Hefner, a primary source of drinking water, is usually at its lowest during the hottest months, Ragan said. A lack of rain and snow last fall and this winter meant the lake was never replenished.
Ragan said the city's water trust is taking a hard look at conservation measures, ranging from public education and tips to mandatory restrictions. The city is considering drawing as much as 30,000 acre-feet of water from Canton Lake, north of Watonga, she said.
The U.S. Army Corps of Engineers owns Canton Lake, but the city owns rights on all the water stored there, Ragan said.
Water drawn from Canton would be used for drinking water purposes only, Ragan said, and not to allay the frustrations of boaters and other recreational users of Lake Hefner.
Oklahoma City residents draw an average of 110 million gallons a day of water from Hefner, and almost twice that amount during the summer months.
The city also stores water at Lake Overholser, which, like Hefner, is fed by the North Canadian River, and at Lake Stanley Draper, which is fed by Lake Atoka in the southeast part of the state.
The city also owns water rights to McGee Creek, near Atoka.
The city is permitted 131,000 acre feet of water from Lake Atoka and McGee Creek reservoirs and 80,000 acre feet from the reservoirs fed by the North Canadian system.

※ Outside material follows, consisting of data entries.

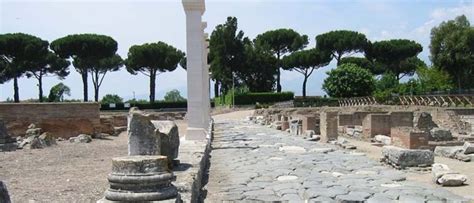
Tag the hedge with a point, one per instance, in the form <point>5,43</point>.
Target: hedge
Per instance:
<point>315,102</point>
<point>156,105</point>
<point>253,98</point>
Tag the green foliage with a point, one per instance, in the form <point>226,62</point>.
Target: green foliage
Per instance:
<point>341,42</point>
<point>259,69</point>
<point>385,87</point>
<point>111,99</point>
<point>363,63</point>
<point>104,65</point>
<point>152,59</point>
<point>397,56</point>
<point>48,64</point>
<point>226,53</point>
<point>433,79</point>
<point>452,48</point>
<point>147,105</point>
<point>253,98</point>
<point>305,62</point>
<point>173,96</point>
<point>86,51</point>
<point>315,102</point>
<point>18,53</point>
<point>280,42</point>
<point>57,92</point>
<point>349,80</point>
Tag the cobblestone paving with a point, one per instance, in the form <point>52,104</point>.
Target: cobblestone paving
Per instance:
<point>253,162</point>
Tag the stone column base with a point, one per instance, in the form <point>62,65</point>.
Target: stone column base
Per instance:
<point>6,147</point>
<point>195,134</point>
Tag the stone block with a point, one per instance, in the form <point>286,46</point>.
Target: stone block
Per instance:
<point>401,119</point>
<point>143,137</point>
<point>385,140</point>
<point>295,126</point>
<point>344,119</point>
<point>140,179</point>
<point>328,125</point>
<point>7,143</point>
<point>409,138</point>
<point>468,148</point>
<point>61,119</point>
<point>285,125</point>
<point>107,125</point>
<point>376,124</point>
<point>448,151</point>
<point>439,134</point>
<point>4,196</point>
<point>402,158</point>
<point>169,136</point>
<point>425,122</point>
<point>308,123</point>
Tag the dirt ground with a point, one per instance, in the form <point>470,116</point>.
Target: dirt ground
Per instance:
<point>67,172</point>
<point>466,168</point>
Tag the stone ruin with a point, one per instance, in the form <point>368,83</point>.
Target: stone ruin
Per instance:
<point>4,196</point>
<point>7,143</point>
<point>145,175</point>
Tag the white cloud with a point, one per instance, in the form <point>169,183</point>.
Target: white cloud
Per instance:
<point>443,14</point>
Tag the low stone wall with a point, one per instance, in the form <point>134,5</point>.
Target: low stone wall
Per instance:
<point>119,118</point>
<point>60,119</point>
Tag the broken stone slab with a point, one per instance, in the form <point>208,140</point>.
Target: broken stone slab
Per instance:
<point>141,179</point>
<point>425,122</point>
<point>446,177</point>
<point>468,148</point>
<point>309,133</point>
<point>118,130</point>
<point>4,196</point>
<point>448,151</point>
<point>143,137</point>
<point>169,136</point>
<point>82,138</point>
<point>7,143</point>
<point>47,139</point>
<point>402,158</point>
<point>440,134</point>
<point>385,140</point>
<point>438,170</point>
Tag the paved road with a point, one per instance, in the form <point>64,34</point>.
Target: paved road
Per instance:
<point>253,162</point>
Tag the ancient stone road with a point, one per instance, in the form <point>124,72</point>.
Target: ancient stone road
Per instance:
<point>253,162</point>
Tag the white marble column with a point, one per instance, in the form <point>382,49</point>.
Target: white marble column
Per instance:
<point>197,72</point>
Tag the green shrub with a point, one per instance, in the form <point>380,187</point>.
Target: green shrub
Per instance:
<point>315,102</point>
<point>253,98</point>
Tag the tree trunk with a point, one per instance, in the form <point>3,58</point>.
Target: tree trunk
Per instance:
<point>339,56</point>
<point>459,81</point>
<point>96,87</point>
<point>16,96</point>
<point>40,88</point>
<point>304,86</point>
<point>278,73</point>
<point>84,83</point>
<point>152,86</point>
<point>216,89</point>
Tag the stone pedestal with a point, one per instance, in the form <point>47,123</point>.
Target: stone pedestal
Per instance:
<point>143,137</point>
<point>198,114</point>
<point>7,143</point>
<point>328,126</point>
<point>141,178</point>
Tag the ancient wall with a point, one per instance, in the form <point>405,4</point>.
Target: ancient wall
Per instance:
<point>61,119</point>
<point>376,124</point>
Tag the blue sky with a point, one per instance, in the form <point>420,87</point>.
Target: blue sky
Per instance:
<point>133,22</point>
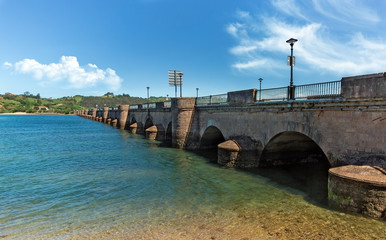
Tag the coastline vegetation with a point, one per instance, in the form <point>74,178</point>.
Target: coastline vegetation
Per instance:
<point>30,103</point>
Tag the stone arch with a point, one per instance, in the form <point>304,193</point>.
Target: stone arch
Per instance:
<point>211,137</point>
<point>299,162</point>
<point>291,147</point>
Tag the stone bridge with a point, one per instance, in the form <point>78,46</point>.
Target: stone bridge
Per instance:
<point>347,129</point>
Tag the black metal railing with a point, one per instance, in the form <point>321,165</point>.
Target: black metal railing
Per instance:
<point>318,90</point>
<point>212,100</point>
<point>148,106</point>
<point>167,104</point>
<point>272,94</point>
<point>310,91</point>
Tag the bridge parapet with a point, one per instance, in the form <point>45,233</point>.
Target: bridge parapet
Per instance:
<point>242,97</point>
<point>364,86</point>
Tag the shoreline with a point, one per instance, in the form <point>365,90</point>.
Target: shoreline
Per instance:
<point>24,113</point>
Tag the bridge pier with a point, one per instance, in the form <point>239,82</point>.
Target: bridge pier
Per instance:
<point>105,114</point>
<point>182,116</point>
<point>123,111</point>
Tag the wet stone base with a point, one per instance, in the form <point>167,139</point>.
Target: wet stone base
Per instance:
<point>360,189</point>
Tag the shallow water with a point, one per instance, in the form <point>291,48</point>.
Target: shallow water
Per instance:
<point>65,177</point>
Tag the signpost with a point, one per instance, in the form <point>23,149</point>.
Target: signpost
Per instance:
<point>175,79</point>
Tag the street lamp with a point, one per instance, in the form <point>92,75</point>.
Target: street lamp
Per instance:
<point>147,96</point>
<point>291,62</point>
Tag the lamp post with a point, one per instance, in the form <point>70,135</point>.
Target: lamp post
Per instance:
<point>180,75</point>
<point>291,62</point>
<point>148,96</point>
<point>260,79</point>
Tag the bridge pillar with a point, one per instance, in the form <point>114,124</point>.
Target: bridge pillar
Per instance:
<point>105,114</point>
<point>123,113</point>
<point>114,122</point>
<point>360,189</point>
<point>182,116</point>
<point>151,132</point>
<point>228,153</point>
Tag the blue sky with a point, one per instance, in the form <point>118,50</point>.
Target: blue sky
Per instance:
<point>90,47</point>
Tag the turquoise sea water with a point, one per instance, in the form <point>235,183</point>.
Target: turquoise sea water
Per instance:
<point>65,177</point>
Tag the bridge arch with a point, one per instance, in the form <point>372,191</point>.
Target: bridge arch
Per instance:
<point>291,147</point>
<point>211,137</point>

Last year, the city used more than 157,000 acre-feet of water in total.
Climatologists say 2011 and 2012 together was the fourth-driest two-year period on record, and water levels at each of the city's storage reservoirs are at an all-time low.
“This is probably the worst it's ever been,” LaTresa Wright, harbor master at Lake Hefner, said Wednesday.
Wright said the harbor on the south side of the lake has become a boat graveyard, with as many as a thousand boats strung up off shore or elevated and secured in straps on the lake's dry bed, concrete docks and ramps sitting askew in the dirt.
About 3,000 people use Lake Hefner for recreational purposes each year, and about 550 rent wet or dry stall space at the harbor.
Most boat owners were able to secure their vessels or take them home beginning in July and August, Wright said, but others lay on the ground, their keels lodged in the mud.
Kenna Green's 23-foot sailboat sits on a trailer in her driveway.
Green, president of the Lake Hefner Boat Owner's Association, said she and other members pulled their boats and are looking for new hobbies to bide the time.
“Several of us have bought bicycles, and so we end up biking around the lake instead of sailing in the lake,” she said.
Green said the lease agreement for stall space clearly notes that dry spells may close it during some seasons, but that they are still disappointed.